Violência urbana no Brasil

Enviada em 27/09/2019

O célebre líder eclesiástico da Igreja Católica João Paulo II, afirmava em suas oratórias que a violência destrói o que ela pretende defender: a dignidade da vida e a liberdade do ser humano. No contexto brasileiro, consequentemente, essa ideia é comprovada quando se observa os altos índices de violência urbana e de repressão policial nas favelas. Essa realidade, é fruto das fracassadas políticas públicas de segurança e guerra às drogas, além das inoperantes lideranças políticas frente os lobbies corporativos.

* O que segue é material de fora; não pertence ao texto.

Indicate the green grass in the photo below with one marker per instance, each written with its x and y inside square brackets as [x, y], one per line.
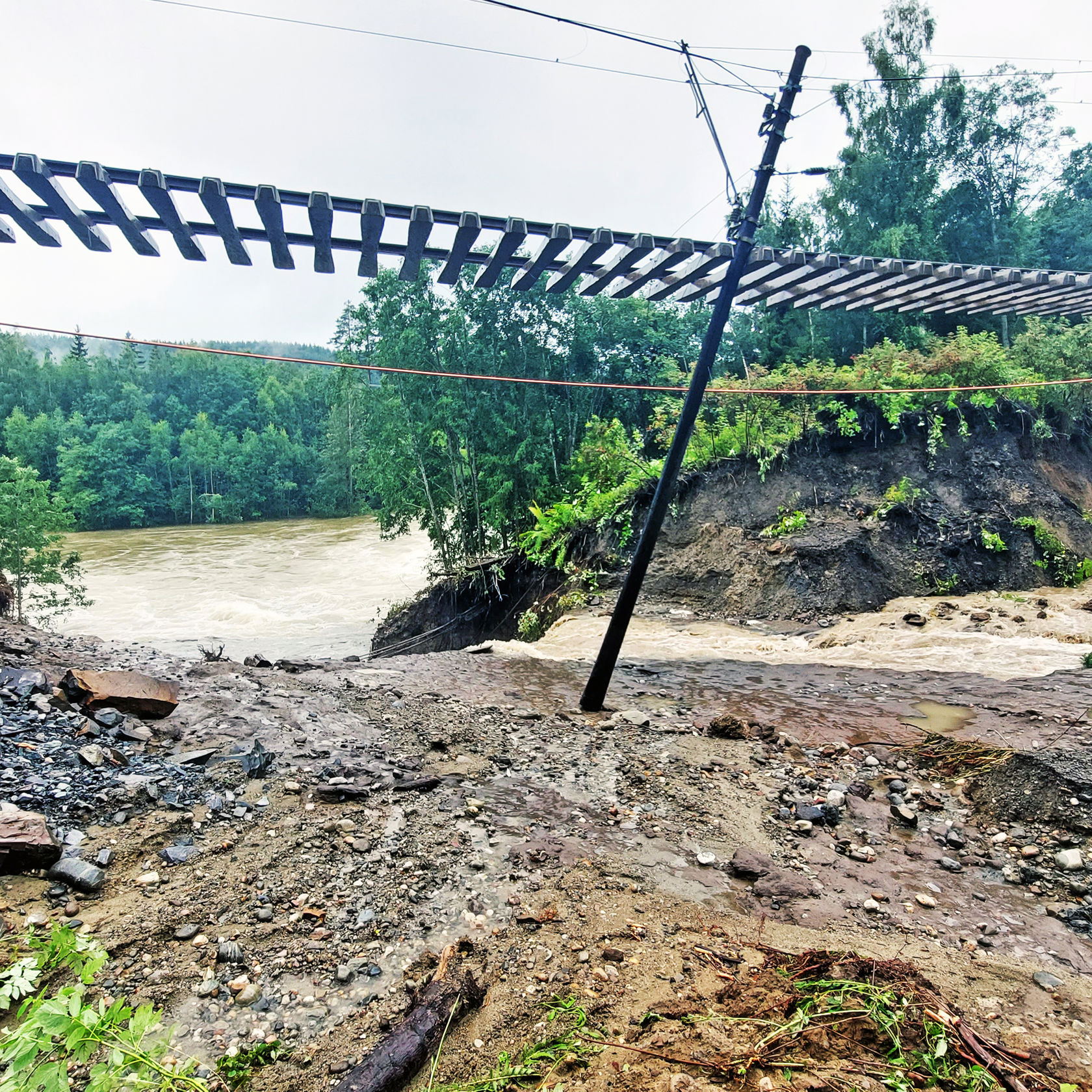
[786, 523]
[536, 1064]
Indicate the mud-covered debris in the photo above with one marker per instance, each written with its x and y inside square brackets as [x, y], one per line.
[1046, 981]
[78, 874]
[27, 842]
[400, 1054]
[255, 762]
[23, 682]
[747, 864]
[126, 692]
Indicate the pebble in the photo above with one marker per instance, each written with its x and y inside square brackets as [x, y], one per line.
[1046, 981]
[1069, 861]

Nesse sentido, é fato que a fracassada política de guerra às drogas impõe um grave aumento da repressão policial e da marginalização dos jovens mais pobres. Essa realidade evidencia que os métodos usados pelo Estado no combate à criminalidade se mostram mais prejudiciais do que benéficos para a população. Prova disso, por exemplo, são os dados do Observatório da Intervenção no Rio de Janeiro que, após a militarização da região, apontou para o crescimento de assassinatos, roubos e balas perdidas no estado. Isso por si só já revela que, em uma economia complexa, no qual o controle federal de drogas e armas ilegais é altamente ineficaz,  políticas de repressão e encarceramento em massa contribui para o fortalecimento do crime organizado, que surge como uma força violenta e coercitiva paralela ao Estado.

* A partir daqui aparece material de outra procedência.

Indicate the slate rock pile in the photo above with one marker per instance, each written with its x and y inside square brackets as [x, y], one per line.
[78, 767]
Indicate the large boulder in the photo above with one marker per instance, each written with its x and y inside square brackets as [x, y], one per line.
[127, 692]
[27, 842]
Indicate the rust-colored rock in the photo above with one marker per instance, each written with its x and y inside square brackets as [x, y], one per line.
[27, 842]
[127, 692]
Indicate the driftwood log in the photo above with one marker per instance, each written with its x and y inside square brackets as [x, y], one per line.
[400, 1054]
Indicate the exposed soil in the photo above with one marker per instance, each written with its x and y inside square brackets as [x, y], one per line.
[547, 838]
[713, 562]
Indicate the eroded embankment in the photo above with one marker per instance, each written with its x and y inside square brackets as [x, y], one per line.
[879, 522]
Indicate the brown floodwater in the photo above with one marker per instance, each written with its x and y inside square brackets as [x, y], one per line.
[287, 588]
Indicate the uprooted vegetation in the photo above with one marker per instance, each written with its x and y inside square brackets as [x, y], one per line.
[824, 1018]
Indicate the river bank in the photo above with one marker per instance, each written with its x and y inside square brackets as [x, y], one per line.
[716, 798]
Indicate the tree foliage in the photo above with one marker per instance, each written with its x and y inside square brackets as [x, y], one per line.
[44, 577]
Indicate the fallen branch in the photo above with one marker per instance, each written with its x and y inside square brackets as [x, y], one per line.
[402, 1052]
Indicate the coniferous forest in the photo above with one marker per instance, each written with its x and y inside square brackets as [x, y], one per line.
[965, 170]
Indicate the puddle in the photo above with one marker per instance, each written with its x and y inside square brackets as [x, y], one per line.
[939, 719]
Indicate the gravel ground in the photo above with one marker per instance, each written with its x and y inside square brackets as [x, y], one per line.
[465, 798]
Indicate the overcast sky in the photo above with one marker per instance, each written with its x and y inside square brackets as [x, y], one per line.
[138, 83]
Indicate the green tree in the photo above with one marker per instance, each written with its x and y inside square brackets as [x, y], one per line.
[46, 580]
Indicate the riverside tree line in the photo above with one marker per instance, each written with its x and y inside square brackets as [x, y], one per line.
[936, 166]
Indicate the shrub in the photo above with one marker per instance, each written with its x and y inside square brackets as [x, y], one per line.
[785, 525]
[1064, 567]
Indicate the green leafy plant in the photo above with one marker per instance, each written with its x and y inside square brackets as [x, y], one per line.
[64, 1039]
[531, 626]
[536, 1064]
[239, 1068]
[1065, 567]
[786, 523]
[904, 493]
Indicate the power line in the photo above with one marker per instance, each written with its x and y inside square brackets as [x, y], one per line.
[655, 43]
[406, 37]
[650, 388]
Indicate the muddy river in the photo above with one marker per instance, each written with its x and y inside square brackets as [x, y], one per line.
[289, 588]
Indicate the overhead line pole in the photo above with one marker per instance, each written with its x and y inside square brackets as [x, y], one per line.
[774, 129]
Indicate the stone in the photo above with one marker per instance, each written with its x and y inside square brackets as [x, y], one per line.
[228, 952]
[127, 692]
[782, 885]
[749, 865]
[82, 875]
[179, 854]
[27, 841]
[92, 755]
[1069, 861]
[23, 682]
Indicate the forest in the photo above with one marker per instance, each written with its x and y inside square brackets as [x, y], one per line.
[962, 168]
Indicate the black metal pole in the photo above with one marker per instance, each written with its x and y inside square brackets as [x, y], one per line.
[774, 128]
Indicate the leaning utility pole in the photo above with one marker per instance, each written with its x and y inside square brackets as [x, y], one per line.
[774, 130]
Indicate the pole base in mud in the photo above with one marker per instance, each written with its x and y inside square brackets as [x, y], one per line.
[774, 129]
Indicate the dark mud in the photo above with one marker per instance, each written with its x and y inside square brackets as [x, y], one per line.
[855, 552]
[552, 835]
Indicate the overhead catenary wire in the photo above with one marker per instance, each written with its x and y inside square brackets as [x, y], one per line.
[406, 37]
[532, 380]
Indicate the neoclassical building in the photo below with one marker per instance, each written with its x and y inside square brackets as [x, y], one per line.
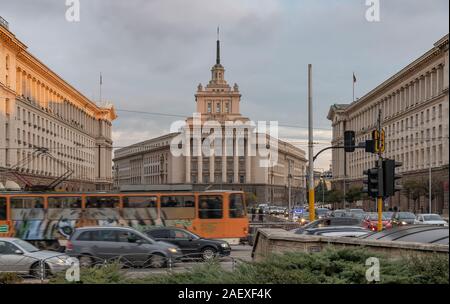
[236, 162]
[39, 109]
[415, 115]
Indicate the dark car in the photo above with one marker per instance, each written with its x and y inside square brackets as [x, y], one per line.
[331, 221]
[190, 244]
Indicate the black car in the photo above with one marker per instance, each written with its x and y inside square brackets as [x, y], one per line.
[331, 221]
[191, 245]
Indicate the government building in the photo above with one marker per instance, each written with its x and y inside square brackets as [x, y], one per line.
[415, 116]
[243, 159]
[38, 109]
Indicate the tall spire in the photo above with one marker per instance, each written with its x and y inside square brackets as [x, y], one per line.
[218, 48]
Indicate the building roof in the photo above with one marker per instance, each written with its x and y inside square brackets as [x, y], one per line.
[429, 234]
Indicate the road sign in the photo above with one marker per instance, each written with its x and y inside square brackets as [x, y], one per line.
[379, 140]
[4, 228]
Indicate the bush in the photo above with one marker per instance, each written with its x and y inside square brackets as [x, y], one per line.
[332, 266]
[10, 278]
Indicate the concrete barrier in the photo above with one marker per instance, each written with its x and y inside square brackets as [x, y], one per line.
[270, 241]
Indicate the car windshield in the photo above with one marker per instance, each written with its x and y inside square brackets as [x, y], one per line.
[432, 217]
[406, 215]
[25, 246]
[374, 217]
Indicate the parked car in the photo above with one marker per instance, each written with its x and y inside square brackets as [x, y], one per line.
[133, 248]
[357, 213]
[322, 212]
[430, 219]
[370, 221]
[22, 257]
[331, 221]
[403, 218]
[340, 231]
[190, 243]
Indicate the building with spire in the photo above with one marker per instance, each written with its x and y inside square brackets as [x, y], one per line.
[233, 165]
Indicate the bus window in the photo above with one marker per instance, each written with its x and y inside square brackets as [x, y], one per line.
[103, 208]
[27, 208]
[210, 207]
[64, 207]
[236, 207]
[2, 209]
[139, 207]
[177, 207]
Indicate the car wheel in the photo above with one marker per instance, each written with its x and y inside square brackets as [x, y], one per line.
[85, 261]
[157, 260]
[208, 253]
[35, 270]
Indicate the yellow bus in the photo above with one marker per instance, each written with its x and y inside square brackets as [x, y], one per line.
[48, 219]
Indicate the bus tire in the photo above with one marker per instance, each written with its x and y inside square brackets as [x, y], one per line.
[208, 253]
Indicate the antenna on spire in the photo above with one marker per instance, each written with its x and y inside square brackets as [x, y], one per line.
[218, 47]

Por outro lado, o filósofo existencialista Jean-Paul Sartre afirmava que a violência, seja qual for a maneira como se manisfesta, é sempre uma derrota. Justo por isso, a militarização policial e a insegurança jurídica são os principais fatores do desordenamento da segurança pública. Por um lado, lideranças políticas incompetentes, despreocupadas com o bem coletivo e ligados ao lobbies corporativistas obstruem a adoção de medidas inteligente de combate ao crime organizado, por outro, todos tornam-se reféns das consequências das desigualdades. A solução, portanto, caminha para a reformulação das políticas de segurança pública e adoção métodos eficazes de combate às drogas.

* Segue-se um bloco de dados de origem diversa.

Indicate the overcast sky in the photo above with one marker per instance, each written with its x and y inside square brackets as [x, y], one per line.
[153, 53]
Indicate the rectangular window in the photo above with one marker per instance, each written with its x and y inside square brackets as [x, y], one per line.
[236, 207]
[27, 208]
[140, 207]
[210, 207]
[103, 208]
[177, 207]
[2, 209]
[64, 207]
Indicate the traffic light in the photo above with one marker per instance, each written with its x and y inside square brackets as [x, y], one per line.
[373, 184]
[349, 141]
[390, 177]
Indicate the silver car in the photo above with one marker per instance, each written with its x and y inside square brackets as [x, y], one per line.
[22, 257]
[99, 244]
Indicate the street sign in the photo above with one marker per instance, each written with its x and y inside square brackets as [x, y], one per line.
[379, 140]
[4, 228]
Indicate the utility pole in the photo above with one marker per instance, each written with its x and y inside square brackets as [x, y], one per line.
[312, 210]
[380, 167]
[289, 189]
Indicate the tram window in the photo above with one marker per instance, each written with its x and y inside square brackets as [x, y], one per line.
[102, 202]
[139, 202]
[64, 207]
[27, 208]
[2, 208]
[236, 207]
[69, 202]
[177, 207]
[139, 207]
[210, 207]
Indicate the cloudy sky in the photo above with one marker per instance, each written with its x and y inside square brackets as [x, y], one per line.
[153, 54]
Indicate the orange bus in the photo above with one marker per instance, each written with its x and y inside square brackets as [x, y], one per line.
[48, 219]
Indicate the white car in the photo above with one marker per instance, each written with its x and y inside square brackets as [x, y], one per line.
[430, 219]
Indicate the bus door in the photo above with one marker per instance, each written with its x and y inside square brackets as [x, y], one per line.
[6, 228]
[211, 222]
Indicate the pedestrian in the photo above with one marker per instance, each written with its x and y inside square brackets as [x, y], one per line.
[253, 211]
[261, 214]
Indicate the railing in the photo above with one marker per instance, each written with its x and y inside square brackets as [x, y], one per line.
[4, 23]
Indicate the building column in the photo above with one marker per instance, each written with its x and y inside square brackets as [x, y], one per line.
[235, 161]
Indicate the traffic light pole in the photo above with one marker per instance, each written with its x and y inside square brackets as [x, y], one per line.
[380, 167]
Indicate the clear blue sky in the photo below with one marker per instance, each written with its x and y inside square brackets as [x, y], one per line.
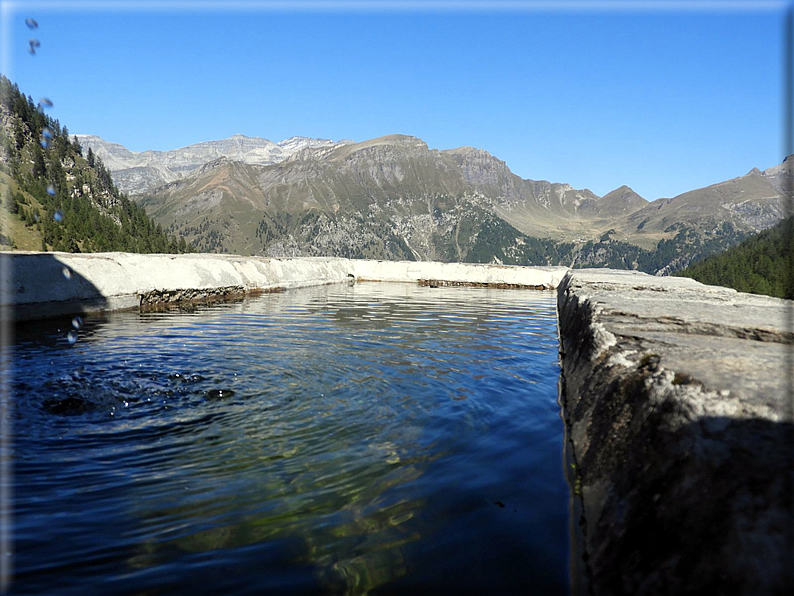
[663, 101]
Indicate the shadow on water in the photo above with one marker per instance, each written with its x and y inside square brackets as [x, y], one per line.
[335, 466]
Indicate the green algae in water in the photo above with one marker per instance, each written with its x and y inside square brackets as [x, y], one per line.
[344, 440]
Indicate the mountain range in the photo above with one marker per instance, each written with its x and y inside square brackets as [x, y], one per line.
[139, 171]
[395, 198]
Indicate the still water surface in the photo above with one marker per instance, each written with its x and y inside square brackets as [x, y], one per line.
[377, 438]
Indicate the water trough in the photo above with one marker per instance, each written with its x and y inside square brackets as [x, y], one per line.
[675, 397]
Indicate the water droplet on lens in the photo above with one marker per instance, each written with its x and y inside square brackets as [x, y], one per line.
[219, 393]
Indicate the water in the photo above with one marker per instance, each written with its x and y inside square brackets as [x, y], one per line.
[377, 438]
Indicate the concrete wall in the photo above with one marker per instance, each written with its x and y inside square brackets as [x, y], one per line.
[47, 284]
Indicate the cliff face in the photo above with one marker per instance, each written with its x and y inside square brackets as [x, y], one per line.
[680, 425]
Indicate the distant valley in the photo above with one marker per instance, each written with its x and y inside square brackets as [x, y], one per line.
[395, 198]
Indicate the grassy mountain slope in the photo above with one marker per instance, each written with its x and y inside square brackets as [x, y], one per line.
[390, 197]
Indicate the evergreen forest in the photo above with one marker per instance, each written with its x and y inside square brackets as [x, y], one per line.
[56, 197]
[762, 264]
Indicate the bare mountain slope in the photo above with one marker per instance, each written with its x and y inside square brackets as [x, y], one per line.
[749, 204]
[138, 172]
[424, 203]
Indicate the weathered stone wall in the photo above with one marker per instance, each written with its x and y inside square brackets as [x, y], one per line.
[678, 408]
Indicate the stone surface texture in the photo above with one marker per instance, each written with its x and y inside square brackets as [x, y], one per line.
[679, 414]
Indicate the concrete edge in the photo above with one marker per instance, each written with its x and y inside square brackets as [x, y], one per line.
[44, 285]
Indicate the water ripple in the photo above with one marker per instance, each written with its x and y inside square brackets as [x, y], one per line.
[332, 440]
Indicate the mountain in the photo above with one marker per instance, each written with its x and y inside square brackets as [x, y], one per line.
[137, 172]
[750, 203]
[762, 264]
[56, 197]
[393, 197]
[390, 197]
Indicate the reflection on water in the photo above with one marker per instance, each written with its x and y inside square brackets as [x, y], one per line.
[376, 438]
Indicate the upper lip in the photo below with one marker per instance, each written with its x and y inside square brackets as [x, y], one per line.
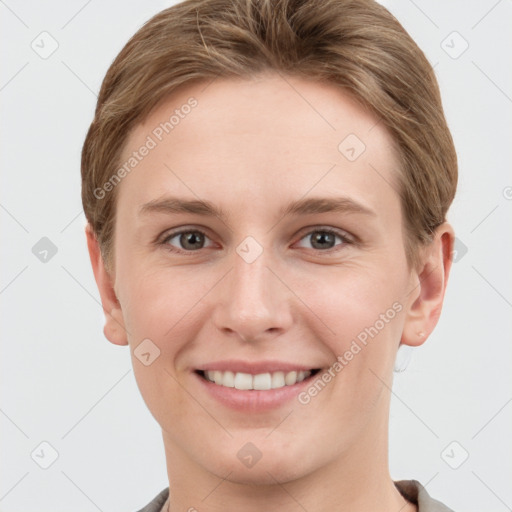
[254, 367]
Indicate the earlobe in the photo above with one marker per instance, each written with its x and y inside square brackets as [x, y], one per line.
[114, 328]
[427, 295]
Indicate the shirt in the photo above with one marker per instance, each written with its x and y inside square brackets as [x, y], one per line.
[411, 490]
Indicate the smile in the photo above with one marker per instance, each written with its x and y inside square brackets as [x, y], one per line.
[258, 382]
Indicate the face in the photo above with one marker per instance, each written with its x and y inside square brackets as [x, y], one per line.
[257, 243]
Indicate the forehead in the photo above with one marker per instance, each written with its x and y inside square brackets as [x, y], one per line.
[269, 137]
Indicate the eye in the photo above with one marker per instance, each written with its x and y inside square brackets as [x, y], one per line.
[186, 240]
[324, 239]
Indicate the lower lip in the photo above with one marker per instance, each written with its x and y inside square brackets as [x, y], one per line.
[253, 400]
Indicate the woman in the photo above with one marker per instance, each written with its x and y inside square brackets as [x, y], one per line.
[266, 186]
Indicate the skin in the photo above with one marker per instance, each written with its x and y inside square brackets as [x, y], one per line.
[251, 147]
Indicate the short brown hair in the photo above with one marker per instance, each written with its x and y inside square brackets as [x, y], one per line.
[355, 44]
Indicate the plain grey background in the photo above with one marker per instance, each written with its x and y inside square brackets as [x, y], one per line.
[63, 384]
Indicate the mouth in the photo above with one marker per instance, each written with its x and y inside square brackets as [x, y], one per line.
[256, 382]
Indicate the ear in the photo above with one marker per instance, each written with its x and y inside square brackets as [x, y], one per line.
[428, 287]
[114, 328]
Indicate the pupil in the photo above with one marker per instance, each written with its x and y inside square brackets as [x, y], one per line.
[323, 237]
[189, 239]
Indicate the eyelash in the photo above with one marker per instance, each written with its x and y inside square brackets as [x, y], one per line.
[345, 238]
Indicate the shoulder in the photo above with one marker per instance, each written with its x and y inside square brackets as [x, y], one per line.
[156, 504]
[413, 491]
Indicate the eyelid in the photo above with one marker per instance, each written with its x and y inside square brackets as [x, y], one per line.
[347, 238]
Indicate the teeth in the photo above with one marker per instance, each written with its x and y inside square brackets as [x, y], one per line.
[260, 382]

Para isso, a princípio, é importante que o poder legislativo brasileiro atue com projetos de descriminalização de algumas drogas para o redirecionamento das forças policiais para áreas de real perigo aos cidadãos afim de desestabilizar o tráfico e retirar o poder econômico do crime organizado. Ao mesmo tempo, é crucial que o poder executivo defenda uma postura de desmilitarização policial, de enfrentamento dentro de poder público dos lobbies corporativos e de correntes de opinião reacionárias, além de direcionar investimentos para a modernização do setor. Assim, com cidadania e liberdade a dignidade dos cidadãos seja verdadeiramente assegurada.